Gail Goldberg: Unfortunately, the Measure S campaign didn’t discuss these real issues. It pitted “wealthy, greedy, corrupt developers” against “NIMBY, no-growth neighbors”—and I don’t think either of those images is an accurate depiction of what Los Angeles is dealing with.

Community plan amendments are not the problem. They are the results of the problem. The problem is that we have a dysfunctional system. And developers have figured out how to live in this broken, dysfunctional system. 

Damien Goodmon: I don’t think developers have merely learned to get along in the dysfunctional system. 

I think the dysfunctional system creates barriers to entry that protects the developers from competition. The most powerful ones are most likely to succeed. 

Gail Goldberg: Yes. As I’ve often said: In most cities, the value of land is based on the land use designation and the zone. 

But in LA, the value of land is based on what you think you can get the zone changed to. This creates a very speculative environment.

It also means that the developer who buys the industrial land is not buying it at an industrial price.

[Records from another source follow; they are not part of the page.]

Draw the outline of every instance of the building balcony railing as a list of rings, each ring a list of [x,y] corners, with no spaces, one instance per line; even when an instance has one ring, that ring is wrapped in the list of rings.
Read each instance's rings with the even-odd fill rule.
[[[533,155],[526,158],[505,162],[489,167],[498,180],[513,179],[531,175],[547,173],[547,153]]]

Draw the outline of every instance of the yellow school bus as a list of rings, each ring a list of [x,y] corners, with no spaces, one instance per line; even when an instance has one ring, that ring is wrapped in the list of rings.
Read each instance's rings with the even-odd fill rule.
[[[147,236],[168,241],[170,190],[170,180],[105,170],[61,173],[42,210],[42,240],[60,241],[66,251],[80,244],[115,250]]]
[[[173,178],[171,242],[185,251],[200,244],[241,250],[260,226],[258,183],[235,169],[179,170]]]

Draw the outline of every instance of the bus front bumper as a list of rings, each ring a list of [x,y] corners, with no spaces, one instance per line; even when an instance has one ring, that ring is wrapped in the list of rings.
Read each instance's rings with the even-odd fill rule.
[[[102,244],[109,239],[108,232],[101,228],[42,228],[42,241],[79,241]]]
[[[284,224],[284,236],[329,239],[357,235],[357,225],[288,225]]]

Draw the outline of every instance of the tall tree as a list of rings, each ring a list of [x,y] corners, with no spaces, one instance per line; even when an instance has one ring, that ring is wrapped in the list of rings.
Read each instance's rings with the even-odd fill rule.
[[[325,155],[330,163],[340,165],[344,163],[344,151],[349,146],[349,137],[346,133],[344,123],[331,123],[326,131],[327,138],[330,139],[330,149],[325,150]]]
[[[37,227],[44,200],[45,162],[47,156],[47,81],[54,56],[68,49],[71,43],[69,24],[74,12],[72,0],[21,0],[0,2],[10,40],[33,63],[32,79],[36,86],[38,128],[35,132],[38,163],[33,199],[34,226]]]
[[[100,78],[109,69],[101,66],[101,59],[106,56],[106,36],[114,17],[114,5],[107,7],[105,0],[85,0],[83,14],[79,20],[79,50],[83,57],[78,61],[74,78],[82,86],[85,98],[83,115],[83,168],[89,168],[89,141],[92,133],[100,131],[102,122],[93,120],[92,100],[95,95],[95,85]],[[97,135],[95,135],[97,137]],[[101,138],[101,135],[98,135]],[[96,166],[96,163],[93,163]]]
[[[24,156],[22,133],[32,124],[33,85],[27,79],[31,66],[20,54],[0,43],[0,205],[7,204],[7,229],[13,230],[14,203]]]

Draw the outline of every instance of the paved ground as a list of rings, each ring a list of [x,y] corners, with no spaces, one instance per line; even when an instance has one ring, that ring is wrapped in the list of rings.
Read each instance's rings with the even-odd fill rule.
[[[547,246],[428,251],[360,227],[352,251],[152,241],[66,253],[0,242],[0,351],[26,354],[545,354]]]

He’s buying it at a much greater price based on what he thinks he can do with it.

Mott Smith: I actually don’t think that’s a problem; I think it’s a symptom of the dysfunction. 

I work in Chicago, Atlanta, and Oakland, and in every city that I’ve ever been to, it’s exactly the same. I was recently at a ULI conference of planning directors, and they all said, “We don’t put in the plan what we want the zoning to be. 

We know developers are going to ask to have it changed, and in turn they’ll be asked to write checks to community groups, Public Works, etc. We want to preserve that ability to negotiate.” 

I don’t think LA is special in that regard. I think this is just the way we do planning now.

The problem is that we lie about it and pretend that we’re doing something else. That’s where the argument for Measure S comes into play: Our plans say one thing, and we do another.